Best answer: I've just graduated from a Canadian medical school, so I'll try to offer suggestions from my perspective:

- From what I've seen, if at all possible, do your training in Canada (or the US) if you want to practice in Canada. Otherwise, you have to go through a lot of hassle with extra residency training, return-of-service agreements, (even more) intense residency position competition, etc. If you want to do residency in Canada, you will be considered an international medical graduate despite your Canadian citizenship if you've trained outside Canada/US.

- If you're considering Canadian medical schools, it does feel a bit like a crapshoot. Do volunteer activities that you're interested in and can speak passionately about in an interview. Don't be president of the premed society just because you think it will look good on a resume - it has to go farther than that. Trust me, having interviewed candidates, you can tell when someone did something just for the checkmark on their list.

- Grades are important for getting into Canadian med schools. However, only your undergrad grades are taken into account when applying to med school. Some schools will only look at certain years, if that works out more favourably for you. Each school is different in the way it calculates GPA. Each school also has different MCAT cutoffs.

- Do a degree you're interested in, not just a LifeSci degree because "it's kinda like medicine". This degree DOES NOT have to be completed at the University of Toronto or McGill University to be considered "a good degree". This is a line of thinking that seems to be transplanted from the US where school ranking seems to be a really, really big deal. The situation is not equivalent in Canada. There are plenty of good universities in Canada with lower costs of living and interesting programs. In my class, there were of course people from UofT, but also from Brock, Simon Fraser, MUN, Dalhousie, UNB, etc.

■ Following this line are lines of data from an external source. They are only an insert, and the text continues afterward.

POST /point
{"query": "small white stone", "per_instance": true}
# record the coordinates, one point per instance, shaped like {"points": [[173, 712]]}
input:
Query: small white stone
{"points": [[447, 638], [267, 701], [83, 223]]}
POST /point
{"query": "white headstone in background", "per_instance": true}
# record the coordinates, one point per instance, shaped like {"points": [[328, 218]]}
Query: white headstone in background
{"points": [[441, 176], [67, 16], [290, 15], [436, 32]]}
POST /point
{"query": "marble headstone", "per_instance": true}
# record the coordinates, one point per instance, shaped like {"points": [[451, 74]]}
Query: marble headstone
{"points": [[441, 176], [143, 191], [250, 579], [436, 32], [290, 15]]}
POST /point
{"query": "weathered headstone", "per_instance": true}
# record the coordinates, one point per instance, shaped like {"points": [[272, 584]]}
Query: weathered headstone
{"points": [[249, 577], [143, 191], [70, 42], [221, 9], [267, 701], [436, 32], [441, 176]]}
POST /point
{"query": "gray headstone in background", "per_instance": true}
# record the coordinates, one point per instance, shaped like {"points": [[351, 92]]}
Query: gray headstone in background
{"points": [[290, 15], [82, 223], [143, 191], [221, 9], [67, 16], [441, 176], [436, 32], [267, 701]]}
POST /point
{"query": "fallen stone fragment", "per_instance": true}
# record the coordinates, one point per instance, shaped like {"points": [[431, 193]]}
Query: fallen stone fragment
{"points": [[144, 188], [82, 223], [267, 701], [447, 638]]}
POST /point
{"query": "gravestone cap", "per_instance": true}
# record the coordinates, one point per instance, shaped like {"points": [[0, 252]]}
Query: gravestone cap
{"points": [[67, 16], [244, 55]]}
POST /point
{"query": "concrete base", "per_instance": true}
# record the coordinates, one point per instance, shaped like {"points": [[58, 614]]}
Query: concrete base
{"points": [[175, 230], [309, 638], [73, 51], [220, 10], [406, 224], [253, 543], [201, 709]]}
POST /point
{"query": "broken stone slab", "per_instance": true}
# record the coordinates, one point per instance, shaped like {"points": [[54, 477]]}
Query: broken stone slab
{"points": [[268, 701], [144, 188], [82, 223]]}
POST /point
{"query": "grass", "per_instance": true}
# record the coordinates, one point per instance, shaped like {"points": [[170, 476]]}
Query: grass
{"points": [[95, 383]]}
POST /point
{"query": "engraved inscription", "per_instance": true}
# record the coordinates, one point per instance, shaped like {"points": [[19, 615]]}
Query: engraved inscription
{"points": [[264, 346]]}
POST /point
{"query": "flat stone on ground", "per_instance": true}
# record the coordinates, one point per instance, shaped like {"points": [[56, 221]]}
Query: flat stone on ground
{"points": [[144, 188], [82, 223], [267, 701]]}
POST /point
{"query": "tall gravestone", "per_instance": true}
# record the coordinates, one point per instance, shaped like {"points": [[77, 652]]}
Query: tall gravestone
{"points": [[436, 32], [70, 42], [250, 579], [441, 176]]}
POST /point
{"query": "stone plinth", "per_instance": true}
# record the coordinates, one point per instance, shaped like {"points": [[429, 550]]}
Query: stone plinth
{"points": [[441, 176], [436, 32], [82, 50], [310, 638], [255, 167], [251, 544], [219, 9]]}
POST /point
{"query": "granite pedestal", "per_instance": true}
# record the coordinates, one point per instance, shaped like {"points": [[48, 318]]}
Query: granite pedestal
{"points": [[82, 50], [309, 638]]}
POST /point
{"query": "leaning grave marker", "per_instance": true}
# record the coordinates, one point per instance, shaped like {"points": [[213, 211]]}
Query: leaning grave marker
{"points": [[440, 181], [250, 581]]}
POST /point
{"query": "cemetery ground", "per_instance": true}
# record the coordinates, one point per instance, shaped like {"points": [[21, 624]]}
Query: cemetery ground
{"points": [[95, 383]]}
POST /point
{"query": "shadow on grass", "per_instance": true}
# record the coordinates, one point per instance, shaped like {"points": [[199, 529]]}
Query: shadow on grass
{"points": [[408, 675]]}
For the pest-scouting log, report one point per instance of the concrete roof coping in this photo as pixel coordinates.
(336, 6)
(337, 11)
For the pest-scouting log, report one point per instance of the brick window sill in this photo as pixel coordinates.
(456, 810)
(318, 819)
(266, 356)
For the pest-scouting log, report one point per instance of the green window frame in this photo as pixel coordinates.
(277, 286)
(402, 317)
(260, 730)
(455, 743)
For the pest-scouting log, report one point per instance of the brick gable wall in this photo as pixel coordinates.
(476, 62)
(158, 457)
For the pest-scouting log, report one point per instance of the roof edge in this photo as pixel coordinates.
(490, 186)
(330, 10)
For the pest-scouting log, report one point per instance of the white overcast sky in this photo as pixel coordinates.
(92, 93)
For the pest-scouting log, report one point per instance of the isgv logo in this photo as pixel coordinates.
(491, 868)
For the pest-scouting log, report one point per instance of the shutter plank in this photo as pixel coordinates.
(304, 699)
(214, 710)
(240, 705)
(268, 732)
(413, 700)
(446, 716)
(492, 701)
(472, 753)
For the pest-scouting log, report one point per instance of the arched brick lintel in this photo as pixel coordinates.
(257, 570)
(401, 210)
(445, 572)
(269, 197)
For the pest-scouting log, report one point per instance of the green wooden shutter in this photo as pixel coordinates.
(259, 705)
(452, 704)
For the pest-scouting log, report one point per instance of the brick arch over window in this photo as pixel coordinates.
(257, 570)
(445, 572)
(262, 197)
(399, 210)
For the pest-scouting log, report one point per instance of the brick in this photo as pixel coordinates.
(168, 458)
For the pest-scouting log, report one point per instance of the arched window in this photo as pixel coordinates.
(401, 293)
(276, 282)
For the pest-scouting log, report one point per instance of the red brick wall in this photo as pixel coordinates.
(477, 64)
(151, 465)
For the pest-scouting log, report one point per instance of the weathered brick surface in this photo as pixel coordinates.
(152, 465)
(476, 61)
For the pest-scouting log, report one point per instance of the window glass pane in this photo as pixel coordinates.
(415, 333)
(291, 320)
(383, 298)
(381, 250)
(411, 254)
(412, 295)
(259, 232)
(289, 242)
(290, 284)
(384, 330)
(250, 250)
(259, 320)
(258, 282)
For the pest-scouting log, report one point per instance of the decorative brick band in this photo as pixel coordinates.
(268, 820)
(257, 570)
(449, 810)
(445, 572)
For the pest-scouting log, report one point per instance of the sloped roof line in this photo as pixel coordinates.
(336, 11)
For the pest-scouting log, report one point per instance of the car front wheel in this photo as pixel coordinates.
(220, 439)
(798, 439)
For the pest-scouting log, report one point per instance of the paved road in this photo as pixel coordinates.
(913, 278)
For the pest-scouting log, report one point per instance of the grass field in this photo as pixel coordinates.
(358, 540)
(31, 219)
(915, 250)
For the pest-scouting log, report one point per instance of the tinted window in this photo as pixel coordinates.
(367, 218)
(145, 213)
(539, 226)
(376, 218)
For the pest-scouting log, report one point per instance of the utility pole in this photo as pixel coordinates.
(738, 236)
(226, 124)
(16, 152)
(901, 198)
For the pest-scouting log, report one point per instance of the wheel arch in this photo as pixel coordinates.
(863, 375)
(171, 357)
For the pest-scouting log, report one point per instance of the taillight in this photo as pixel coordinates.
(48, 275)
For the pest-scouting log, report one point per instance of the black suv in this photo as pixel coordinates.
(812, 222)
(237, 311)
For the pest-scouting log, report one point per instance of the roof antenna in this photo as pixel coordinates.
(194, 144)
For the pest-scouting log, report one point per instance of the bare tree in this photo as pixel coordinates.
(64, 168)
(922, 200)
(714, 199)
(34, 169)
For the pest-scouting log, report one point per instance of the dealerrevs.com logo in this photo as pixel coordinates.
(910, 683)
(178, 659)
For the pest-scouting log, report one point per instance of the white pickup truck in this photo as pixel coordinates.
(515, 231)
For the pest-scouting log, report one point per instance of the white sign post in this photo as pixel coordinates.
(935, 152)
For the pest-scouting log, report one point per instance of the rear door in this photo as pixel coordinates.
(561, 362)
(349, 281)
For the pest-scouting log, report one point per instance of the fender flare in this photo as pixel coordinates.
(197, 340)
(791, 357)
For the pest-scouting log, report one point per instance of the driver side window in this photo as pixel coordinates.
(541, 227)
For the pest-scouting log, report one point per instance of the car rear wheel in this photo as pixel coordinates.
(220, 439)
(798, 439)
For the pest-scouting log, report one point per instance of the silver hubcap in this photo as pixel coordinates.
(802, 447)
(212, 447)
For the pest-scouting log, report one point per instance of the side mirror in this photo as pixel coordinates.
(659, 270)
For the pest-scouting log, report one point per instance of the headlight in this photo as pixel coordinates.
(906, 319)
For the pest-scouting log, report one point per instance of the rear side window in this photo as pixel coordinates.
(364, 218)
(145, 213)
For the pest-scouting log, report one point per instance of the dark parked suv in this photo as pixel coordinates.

- Check out the Student Doctor forums, but I would also recommend the Canadian Premed and Medical School forums. You will encounter stressed out pre-med freakouts on both forums, but overall, the Canadian board is more (obviously) geared toward Canadian schools and maybe a little calmer.

- As for figuring out what specialty you want to go into, save that for when you're in med school. I, and many of my classmates, didn't figure it out until I was applying for residency. Right now, you have to figure out if you want to be a doctor. This involves a lot of work with the public, with teams, and can involve difficult and stressful situations. Try to figure out if you like/can work in these environments, which can also be found outside the medical field. Beyond that, look into other health professional occupations. Figure out why you DON'T want to be a nurse, physiotherapist, pharmacist, paramedic, etc. Of course, it's good to have an answer as these questions come up in interviews, but it's also important to figure out for yourself to ensure you're going into the profession that most suits you.

Good luck!
posted by flying kumquat at 1:00 PM on June 8, 2009

Does the Israeli military let you train within a specific division, like medicine or health care, once your more-basic training is complete?
posted by mdonley at 7:18 AM on July 4, 2009

Response by poster: Does the Israeli military let you train within a specific division, like medicine or health care, once your more-basic training is complete?

If you're a combat soldier, you can volunteer to train as a medic. I am not going to be a combat soldier and I cannot be a combat medic or anything combat because my physical profile is too low.